34. La demande de dommages et intérêts pour préjudice moral résultant d’une discrimination fondée sur l’état de santé sera en conséquence rejetée.
Sur la demande reconventionnelle de dommages et intérêts pour procédure abusive:
35. L’article 32-1 du code de procédure civile dispose que celui qui agit en justice de manière dilatoire ou abusive peut être condamnée à une amende civile d’un maximum de 10 000 euros sans préjudice des dommages et intérêts qui seraient réclamés.
36. La société intimée sollicite le paiement d’une somme de 10000 euros à titre de dommages et intérêts pour procédure abusive en soutenant que le salarié a multiplié les procédures, formulé des demandes irrecevables alors que son action était prescrite, a modifié à plusieurs reprises le fondement de ses demandes, leur quantum ainsi que les arguments au soutien de ces dernières.
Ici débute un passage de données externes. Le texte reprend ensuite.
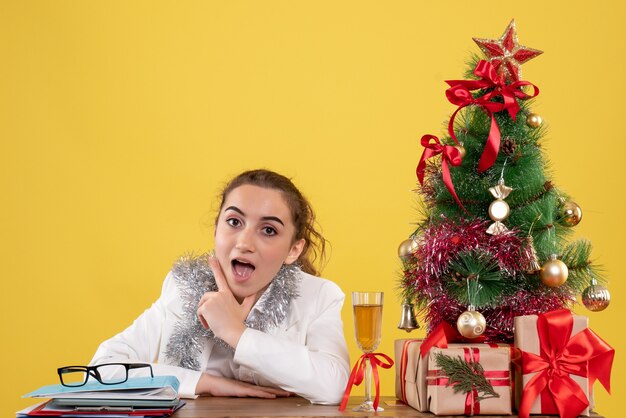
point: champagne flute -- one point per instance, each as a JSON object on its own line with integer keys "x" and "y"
{"x": 368, "y": 314}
Elle dit avoir dû sans cesse modifier ses écritures pour correspondre aux demandes exponentielles du salarié par la suite abandonnées. Elle ajoute que l’action de M. [W] ne repose sur aucun élément de preuve et n’est absolument pas motivée.
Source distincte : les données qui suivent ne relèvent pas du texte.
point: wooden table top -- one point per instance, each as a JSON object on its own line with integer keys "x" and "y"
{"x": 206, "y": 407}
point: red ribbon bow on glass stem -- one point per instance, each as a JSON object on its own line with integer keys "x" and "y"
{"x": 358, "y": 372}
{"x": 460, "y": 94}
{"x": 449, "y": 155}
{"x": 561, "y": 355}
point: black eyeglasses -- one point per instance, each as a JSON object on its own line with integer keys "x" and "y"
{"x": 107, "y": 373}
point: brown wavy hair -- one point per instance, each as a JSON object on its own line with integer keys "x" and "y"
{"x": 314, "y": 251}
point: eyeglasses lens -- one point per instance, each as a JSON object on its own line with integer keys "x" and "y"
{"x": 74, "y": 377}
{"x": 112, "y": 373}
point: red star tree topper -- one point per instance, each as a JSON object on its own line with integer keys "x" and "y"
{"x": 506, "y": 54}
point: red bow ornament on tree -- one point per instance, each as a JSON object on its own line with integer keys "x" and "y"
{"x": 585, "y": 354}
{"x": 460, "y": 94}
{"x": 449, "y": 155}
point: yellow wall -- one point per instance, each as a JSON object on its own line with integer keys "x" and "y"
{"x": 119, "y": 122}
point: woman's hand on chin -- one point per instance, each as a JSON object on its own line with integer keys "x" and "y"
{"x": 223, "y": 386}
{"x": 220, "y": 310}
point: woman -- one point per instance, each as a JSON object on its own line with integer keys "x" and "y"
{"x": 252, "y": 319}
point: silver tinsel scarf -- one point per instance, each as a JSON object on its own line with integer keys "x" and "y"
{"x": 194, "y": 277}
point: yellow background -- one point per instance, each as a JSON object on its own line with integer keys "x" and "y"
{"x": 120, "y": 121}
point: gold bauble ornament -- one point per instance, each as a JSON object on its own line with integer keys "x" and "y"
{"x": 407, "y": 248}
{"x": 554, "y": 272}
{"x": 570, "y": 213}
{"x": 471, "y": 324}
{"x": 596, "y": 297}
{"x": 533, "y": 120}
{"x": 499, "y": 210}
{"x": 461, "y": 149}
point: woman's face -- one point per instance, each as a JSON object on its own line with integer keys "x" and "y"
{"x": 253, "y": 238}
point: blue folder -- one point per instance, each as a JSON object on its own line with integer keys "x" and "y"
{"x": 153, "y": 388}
37. En l’état des éléments communiquées, l’employeur n’établit pas que le salarié ait fait un usage abusif de son droit d’agir en justice et d’exercer un recours ou aurait commis une faute dans la conduite des procédures de première instance et d’appel. Il y a dès lors lieu de la débouter de sa demande de dommages et intérêts à ce titre.
Sur les demandes accessoires:
38. Il y a lieu de confirmer le jugement déféré en ses dispositions relatives aux dépens et aux frais irrépétibles.
39. Succombant dans son recours, M. [W] supportera les dépens d’appel et sera tenu de verser à la société [4] ([4]) la somme de 1500 euros en application des dispositions de l’article 700 du code de procédure civile au titre des frais exposés en cause d’appel. M. [W] est débouté de sa demande au titre des frais irrépétibles d’appel.
PAR CES MOTIFS
La cour,
CONFIRME le jugement déféré en ce qu’il a :
— débouté M. [B] [W] de l’ensemble de ses demandes ;
— débouté la société [4] ([4]) en sa demande au titre de dommages et intérêts pour procédure abusive;
— débouté la société [4] ([4]) en sa demande au titre de l’article 700 du code de procédure civile;
— condamné M. [B] [W] aux entiers dépens;
L’INFIRME en ce qu’il a dit M. [B] [W] irrecevable en ses demandes ;
STATUANT à nouveau et y ajoutant ;
DECLARE les demandes de dommages et intérêts pour préjudice matériel et pour préjudice moral recevables ;
CONDAMNE M. [B] [W] aux dépens d’appel ;
CONDAMNE M. [B] [W] à payer à la société [4] ([4]) la somme de 1500 euros en application des dispositions de l’article 700 du code de procédure civile au titre des frais exposés en cause d’appel ;
DEBOUTE M. [B] [W] est débouté de sa demande au titre des frais irrépétibles d’appel.